Get enough command over the product and the customer that you earn the trust, and when you say something, someone just mentally puts in their head, smart. And then they’ll invite you into more rooms.
And then I’d feel like another mistake people make though is they’re so eager to get into the strategic rooms that they start doing a lot of strategic work, and they let this part of their job kind of fall apart, where it’s like, oh yeah, I’m doing a lot of strategic planning, but I actually don’t know what the engineers on my team are working on. I think we’re gonna have that done in Q3 and it’s just unacceptable, right?

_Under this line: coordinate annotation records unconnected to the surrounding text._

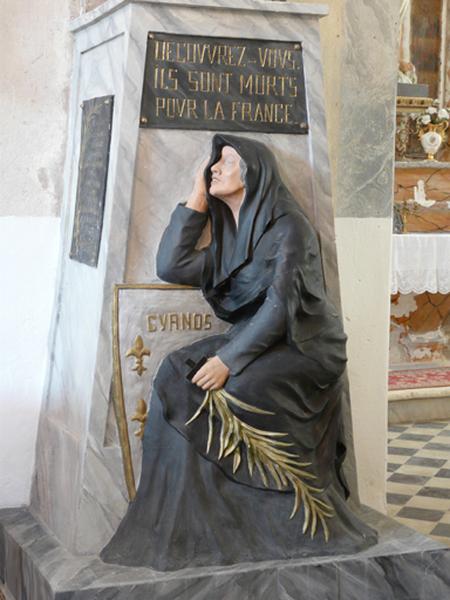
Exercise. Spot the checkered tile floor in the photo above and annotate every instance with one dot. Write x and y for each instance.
(418, 479)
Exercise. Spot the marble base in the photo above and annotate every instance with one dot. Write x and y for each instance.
(404, 565)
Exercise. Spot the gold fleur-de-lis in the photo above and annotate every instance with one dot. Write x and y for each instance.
(141, 417)
(139, 352)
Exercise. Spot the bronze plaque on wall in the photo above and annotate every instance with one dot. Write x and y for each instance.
(224, 84)
(92, 177)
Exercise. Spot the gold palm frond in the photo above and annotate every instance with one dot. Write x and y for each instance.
(266, 452)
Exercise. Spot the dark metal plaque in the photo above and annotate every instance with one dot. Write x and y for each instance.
(92, 176)
(224, 84)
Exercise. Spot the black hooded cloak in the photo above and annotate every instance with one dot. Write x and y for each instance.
(286, 354)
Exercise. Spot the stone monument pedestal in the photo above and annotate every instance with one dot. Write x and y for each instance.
(404, 565)
(79, 496)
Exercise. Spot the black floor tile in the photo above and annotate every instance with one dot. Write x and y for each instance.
(402, 451)
(435, 446)
(392, 467)
(397, 499)
(443, 473)
(435, 492)
(442, 529)
(418, 461)
(408, 479)
(420, 514)
(415, 437)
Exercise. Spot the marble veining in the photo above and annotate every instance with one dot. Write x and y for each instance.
(263, 6)
(367, 111)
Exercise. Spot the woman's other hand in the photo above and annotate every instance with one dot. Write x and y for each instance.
(197, 199)
(213, 374)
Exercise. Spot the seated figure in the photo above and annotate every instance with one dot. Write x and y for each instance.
(243, 447)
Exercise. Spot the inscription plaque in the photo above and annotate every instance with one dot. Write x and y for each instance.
(224, 84)
(92, 177)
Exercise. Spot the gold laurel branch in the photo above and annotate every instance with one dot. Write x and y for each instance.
(266, 453)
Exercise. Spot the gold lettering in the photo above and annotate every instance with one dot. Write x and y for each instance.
(173, 321)
(268, 113)
(172, 76)
(180, 58)
(160, 105)
(151, 327)
(198, 322)
(241, 55)
(293, 87)
(192, 82)
(218, 113)
(186, 321)
(192, 108)
(246, 84)
(163, 321)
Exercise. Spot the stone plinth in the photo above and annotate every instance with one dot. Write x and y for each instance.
(404, 565)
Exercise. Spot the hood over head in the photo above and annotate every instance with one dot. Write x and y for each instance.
(266, 198)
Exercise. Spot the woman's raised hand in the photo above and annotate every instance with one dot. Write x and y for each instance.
(197, 199)
(213, 374)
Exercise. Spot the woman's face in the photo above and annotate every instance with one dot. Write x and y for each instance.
(226, 178)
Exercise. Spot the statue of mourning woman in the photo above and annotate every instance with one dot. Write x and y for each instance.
(243, 447)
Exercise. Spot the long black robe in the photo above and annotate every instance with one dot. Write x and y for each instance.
(286, 354)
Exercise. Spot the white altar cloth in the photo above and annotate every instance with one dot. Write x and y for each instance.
(420, 263)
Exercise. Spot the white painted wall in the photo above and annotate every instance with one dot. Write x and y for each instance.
(36, 49)
(28, 259)
(364, 269)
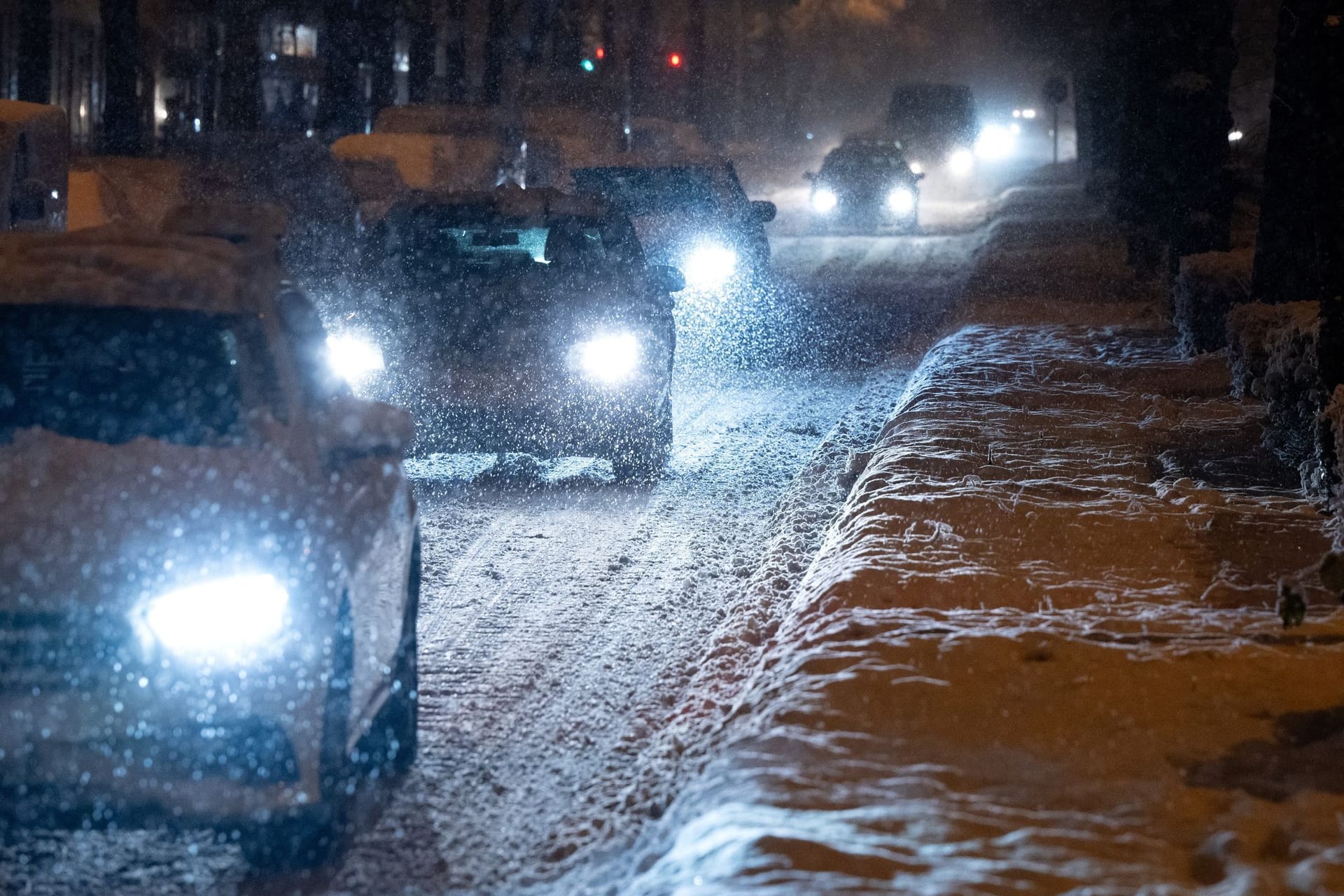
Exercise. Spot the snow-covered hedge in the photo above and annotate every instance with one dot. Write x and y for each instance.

You need to be deep in the details of the IC PM work that you’re doing and excelling at that before you’re really gonna come in and be invited to plan out what next year looks like. And so that’s the other way that you earn credibility is you ship, you ship, you gotta ship, which is why we spent the first 40 minutes of this episode on what Laura shipped.
Conclusion (53:11)
Aakash: Laura has given you guys all the master class, OK?